An obvious starting point in our first of a new series of Trusts and Estates Alerts, is to consider the importance of having a well-constructed, valid Will.
If you, at the time of your death, have no Will, or your Will is invalid or does not deal with your entire estate, you are said to have died intestate. It is estimated that more than 50% of South Africans die intestate every year.
Despite the horror stories, if you die without a Will, your assets are not forfeited to the state, however the distribution thereof is regulated by statute as opposed to your own directions, as you would have set out in your Will.
The relevant Act that regulates the devolution of your assets should you die without a Will is known as the Intestate Succession Act, 81 of 1987.
The Act sets out a fixed formula that is applied to determine who inherits your estate and in what proportion.
The Act is based on - excluding benefits to a spouse - a system of passing benefits to the blood family of the deceased. The general principle being that those family members closest to the deceased in terms of the bloodline, stand to inherit first.
So for example, if the deceased is married, but does not have children, the spouse will inherit the entire estate.
If however the deceased does not have a spouse at the time of his death, but has children, the children will inherit the entire estate in equal share.

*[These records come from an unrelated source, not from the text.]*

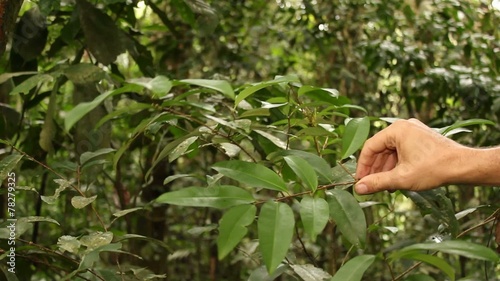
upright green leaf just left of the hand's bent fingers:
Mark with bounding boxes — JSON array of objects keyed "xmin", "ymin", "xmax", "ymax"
[{"xmin": 341, "ymin": 117, "xmax": 370, "ymax": 159}]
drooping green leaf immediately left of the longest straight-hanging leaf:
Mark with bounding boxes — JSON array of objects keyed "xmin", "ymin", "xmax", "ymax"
[{"xmin": 217, "ymin": 205, "xmax": 257, "ymax": 260}]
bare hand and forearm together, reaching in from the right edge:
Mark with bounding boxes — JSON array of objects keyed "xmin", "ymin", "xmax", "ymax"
[{"xmin": 355, "ymin": 119, "xmax": 500, "ymax": 194}]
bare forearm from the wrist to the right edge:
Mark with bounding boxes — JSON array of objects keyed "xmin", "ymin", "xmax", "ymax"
[{"xmin": 447, "ymin": 146, "xmax": 500, "ymax": 186}]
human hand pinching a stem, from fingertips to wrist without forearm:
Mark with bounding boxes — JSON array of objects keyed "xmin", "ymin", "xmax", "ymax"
[{"xmin": 355, "ymin": 119, "xmax": 463, "ymax": 194}]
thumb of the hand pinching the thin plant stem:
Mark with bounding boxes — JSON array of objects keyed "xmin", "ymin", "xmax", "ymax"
[{"xmin": 354, "ymin": 170, "xmax": 398, "ymax": 195}]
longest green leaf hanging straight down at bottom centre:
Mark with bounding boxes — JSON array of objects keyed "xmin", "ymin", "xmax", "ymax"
[{"xmin": 257, "ymin": 201, "xmax": 295, "ymax": 274}]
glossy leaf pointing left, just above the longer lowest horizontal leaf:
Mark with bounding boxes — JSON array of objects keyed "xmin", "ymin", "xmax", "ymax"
[{"xmin": 212, "ymin": 160, "xmax": 288, "ymax": 192}]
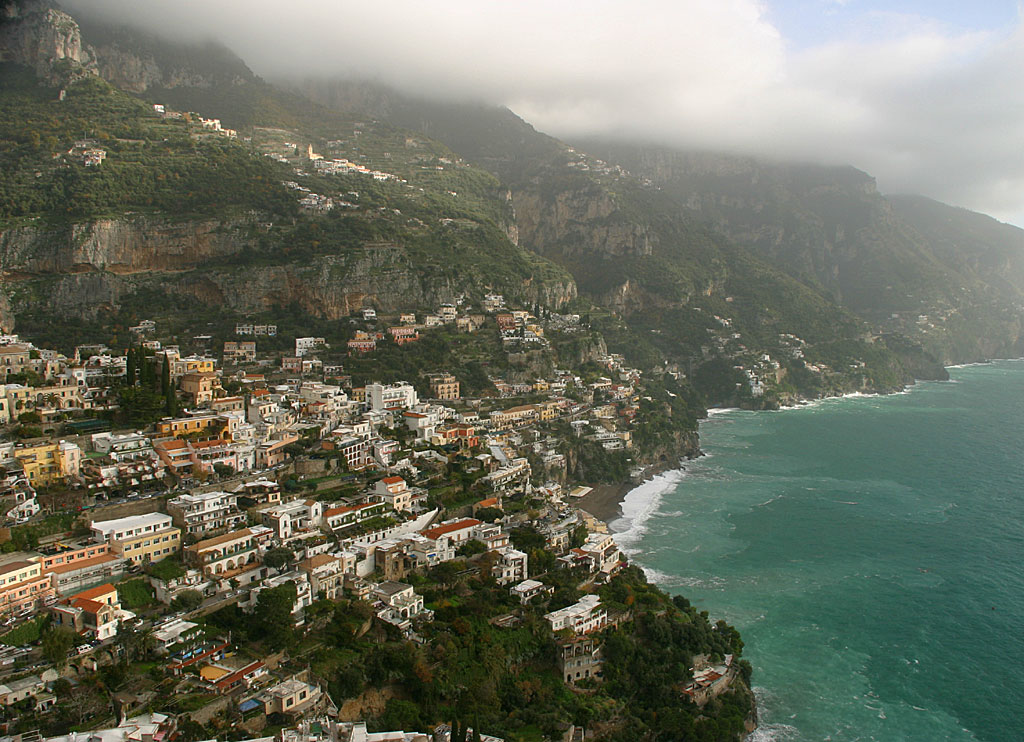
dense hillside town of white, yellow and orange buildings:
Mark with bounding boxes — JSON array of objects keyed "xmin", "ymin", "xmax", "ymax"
[{"xmin": 0, "ymin": 294, "xmax": 735, "ymax": 742}]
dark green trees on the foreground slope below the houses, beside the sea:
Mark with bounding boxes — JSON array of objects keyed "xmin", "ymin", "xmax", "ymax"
[{"xmin": 208, "ymin": 564, "xmax": 752, "ymax": 742}]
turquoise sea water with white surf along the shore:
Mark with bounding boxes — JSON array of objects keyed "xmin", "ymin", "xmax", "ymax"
[{"xmin": 612, "ymin": 361, "xmax": 1024, "ymax": 742}]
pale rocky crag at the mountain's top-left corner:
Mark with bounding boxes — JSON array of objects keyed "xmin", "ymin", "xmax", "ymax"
[{"xmin": 0, "ymin": 0, "xmax": 96, "ymax": 85}]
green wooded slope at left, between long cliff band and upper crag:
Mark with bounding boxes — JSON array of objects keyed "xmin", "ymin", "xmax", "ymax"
[{"xmin": 0, "ymin": 62, "xmax": 296, "ymax": 219}]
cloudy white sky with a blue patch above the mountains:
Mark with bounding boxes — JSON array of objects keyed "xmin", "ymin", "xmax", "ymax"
[{"xmin": 63, "ymin": 0, "xmax": 1024, "ymax": 226}]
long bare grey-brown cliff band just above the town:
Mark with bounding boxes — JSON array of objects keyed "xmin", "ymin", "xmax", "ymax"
[{"xmin": 0, "ymin": 216, "xmax": 575, "ymax": 319}]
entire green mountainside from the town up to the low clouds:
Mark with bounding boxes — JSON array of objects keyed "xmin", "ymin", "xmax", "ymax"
[{"xmin": 8, "ymin": 5, "xmax": 1024, "ymax": 405}]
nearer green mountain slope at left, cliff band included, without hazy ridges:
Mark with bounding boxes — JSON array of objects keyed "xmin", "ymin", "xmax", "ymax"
[{"xmin": 0, "ymin": 5, "xmax": 575, "ymax": 347}]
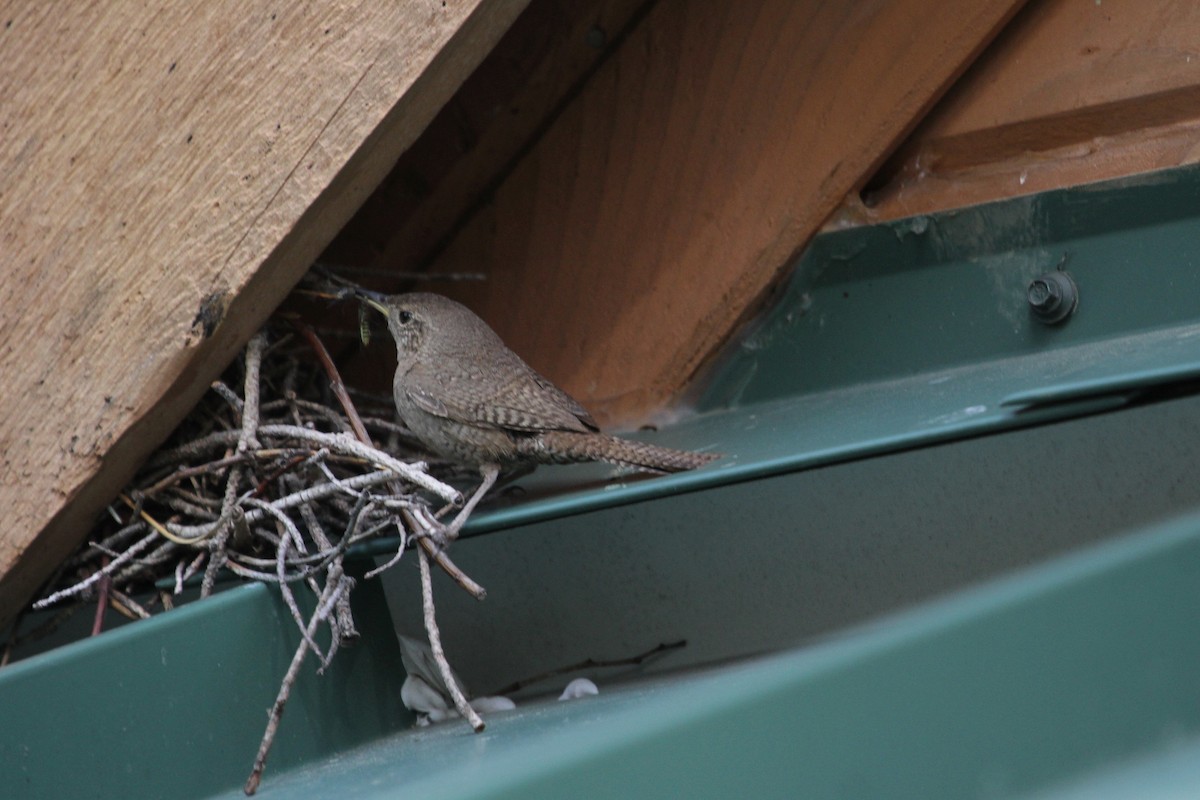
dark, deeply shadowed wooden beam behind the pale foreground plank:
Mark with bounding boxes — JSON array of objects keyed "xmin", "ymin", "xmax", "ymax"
[{"xmin": 322, "ymin": 0, "xmax": 653, "ymax": 272}]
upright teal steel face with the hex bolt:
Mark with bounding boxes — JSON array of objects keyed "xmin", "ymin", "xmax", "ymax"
[{"xmin": 700, "ymin": 167, "xmax": 1200, "ymax": 410}]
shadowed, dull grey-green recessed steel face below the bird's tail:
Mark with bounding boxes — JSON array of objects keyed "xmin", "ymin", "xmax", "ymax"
[{"xmin": 386, "ymin": 396, "xmax": 1200, "ymax": 710}]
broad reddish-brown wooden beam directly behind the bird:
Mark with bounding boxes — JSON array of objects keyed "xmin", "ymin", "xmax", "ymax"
[{"xmin": 410, "ymin": 0, "xmax": 1021, "ymax": 423}]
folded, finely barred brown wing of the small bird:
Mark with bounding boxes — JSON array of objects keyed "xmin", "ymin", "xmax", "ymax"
[{"xmin": 404, "ymin": 361, "xmax": 599, "ymax": 431}]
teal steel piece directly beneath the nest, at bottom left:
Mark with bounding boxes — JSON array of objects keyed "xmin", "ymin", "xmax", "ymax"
[{"xmin": 0, "ymin": 568, "xmax": 413, "ymax": 800}]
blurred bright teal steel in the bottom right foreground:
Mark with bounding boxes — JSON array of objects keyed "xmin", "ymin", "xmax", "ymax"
[{"xmin": 221, "ymin": 517, "xmax": 1200, "ymax": 800}]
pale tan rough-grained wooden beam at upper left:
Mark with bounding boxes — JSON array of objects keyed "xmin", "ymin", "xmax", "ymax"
[{"xmin": 0, "ymin": 0, "xmax": 524, "ymax": 622}]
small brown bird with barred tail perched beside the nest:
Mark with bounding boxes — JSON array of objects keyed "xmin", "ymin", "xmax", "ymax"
[{"xmin": 359, "ymin": 293, "xmax": 720, "ymax": 539}]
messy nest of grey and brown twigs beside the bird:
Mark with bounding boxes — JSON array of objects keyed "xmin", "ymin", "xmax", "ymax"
[{"xmin": 6, "ymin": 314, "xmax": 484, "ymax": 794}]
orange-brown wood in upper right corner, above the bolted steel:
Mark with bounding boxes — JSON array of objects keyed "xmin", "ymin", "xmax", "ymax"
[{"xmin": 851, "ymin": 0, "xmax": 1200, "ymax": 221}]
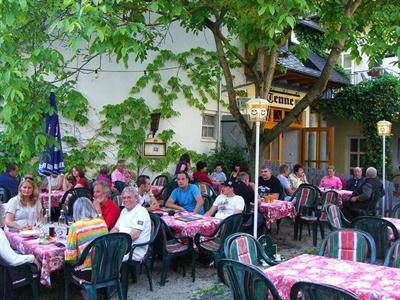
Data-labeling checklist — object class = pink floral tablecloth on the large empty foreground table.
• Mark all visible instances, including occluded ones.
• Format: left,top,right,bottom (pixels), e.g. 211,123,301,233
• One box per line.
264,254,400,300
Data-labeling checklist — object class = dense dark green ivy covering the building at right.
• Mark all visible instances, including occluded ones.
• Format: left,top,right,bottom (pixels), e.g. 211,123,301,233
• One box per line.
314,76,400,176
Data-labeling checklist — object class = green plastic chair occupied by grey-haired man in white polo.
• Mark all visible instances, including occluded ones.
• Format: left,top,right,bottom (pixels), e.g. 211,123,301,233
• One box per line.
128,213,161,291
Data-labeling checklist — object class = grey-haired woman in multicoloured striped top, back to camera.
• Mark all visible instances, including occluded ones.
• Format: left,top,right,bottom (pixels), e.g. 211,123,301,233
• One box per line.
65,197,108,281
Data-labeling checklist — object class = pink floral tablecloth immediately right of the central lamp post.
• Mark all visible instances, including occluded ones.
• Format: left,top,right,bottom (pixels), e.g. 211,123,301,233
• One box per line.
259,200,296,228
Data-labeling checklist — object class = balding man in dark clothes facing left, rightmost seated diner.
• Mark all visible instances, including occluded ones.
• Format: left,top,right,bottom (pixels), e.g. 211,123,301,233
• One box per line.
343,167,383,220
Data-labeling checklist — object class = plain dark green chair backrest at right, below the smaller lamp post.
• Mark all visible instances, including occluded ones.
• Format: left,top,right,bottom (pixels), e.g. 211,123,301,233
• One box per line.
351,216,399,259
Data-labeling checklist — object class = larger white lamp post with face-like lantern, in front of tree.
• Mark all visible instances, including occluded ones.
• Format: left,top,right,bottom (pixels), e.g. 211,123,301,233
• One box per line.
246,98,269,238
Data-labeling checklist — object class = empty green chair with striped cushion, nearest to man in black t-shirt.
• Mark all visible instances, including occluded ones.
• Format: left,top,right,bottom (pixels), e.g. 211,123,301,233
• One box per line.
292,184,324,247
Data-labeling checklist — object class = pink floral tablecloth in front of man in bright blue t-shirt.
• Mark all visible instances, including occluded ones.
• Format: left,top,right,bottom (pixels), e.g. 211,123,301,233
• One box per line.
161,212,221,238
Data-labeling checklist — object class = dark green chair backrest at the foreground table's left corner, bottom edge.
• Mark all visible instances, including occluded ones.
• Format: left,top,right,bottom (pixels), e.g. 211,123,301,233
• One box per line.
218,259,281,300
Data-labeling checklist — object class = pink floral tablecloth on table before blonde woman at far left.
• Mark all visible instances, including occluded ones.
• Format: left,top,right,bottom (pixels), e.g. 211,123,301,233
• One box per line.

While this all seems logical up to this point, it becomes more complicated, and possibly less obvious, as you progress; should you die leaving both a spouse and a child(ren). In these circumstances, the surviving spouse is awarded a share equivalent to a child's share, with the proviso that she receives the first R125,000 and the rest of the estate is then divided between the spouse and children in equal shares.
In practice this often presents practical problems for the family, where as a result of the inheritance awarded directly to children, the surviving spouse is left with inadequate assets and funds to care for the children. The predicament is made worse in that the spouse will not have automatic access to the funds.
In the event that the deceased should die both without a spouse and children, the next closest relative(s) in terms of the formula of the Act, are the deceased's parents who will stand in line to inherit in equal share.
Should the parents or one of the parents be deceased that share will be distributed between the deceased's brothers and sisters in equal share-and/or half brothers and sisters-of the deceased-of the common predeceased parent, through the parent common to them.
There is no distinction between biological, so-called illegitimate and adopted children in how they are treated intestate. However, it is illuminating to note that step-brothers and sisters do not benefit in terms of the Act.
If the deceased dies without a spouse, parents, siblings or half siblings, then the estate will be distributed amongst his next closest living relatives, which in the normal sequence would be the deceased's grandparents and/or uncles and aunts.
Only in the event that no living relatives can be traced are the funds deposited into the Guardian's Fund and then only if it remains unclaimed for 30 years are the funds forfeited to the state. Yearly, the state publishes a list of beneficiaries for whom it holds amounts over R1,000 and this has given rise to an industry which attempts to trace such parties for reward.
An important point to bear in mind is that the deceased's direct descendants, as well as his parent's direct descendants, inherit by representation. This means that if a deceased's child has predeceased the latter's children (if any) - in other words the deceased's grandchildren - they will inherit the predeceased parent's share.
The same representation applies to the deceased brothers' and sisters' children if the former predecease the deceased.
Needless to say, if the deceased has any intention to benefit parties other than his spouse or relatives, or if he wishes to differentiate between what he leaves his relatives and/or vary the amount he leaves them, the Intestate Succession Act is going to fall short of the requirements of the deceased.
There are also other practical difficulties that can lead to delays and conflict as the beneficiaries have to nominate an Executor. In certain circumstances, the chosen person or the person from whom they can choose does not qualify for the exemption and the chosen individual will have to find security to the satisfaction of the Master of the High Court which is most difficult for a lay person to obtain.
A major limitation is that the Act places severe restrictions on the benefits that fall due to minor children and in the absence of the guardian being able to furnish security to the Master of the High Court, any cash has to be paid into the Guardian's Fund. The fund has a limited investment mandate and a cumbersome if not undignified procedure for access to funds.
Further, the Act also makes no provision for the appointment of a guardian and in the absence of a guardian to the children, a High Court application for the appointment of a guardian will have to be launched.
We anticipate that the limitations of the intestate system and non-alignment with individual circumstances will form a good backdrop to our second Alert, emphasising the importance and advantages of having a Will.
- The writer has generally used the male pronoun for the testator/deceased and the female form for the surviving spouse.
- He has used the term marriage and spouse - bearing in mind the extended application of the terms such as same sex partners, civil unions, customary wives, polygamous relationships etc.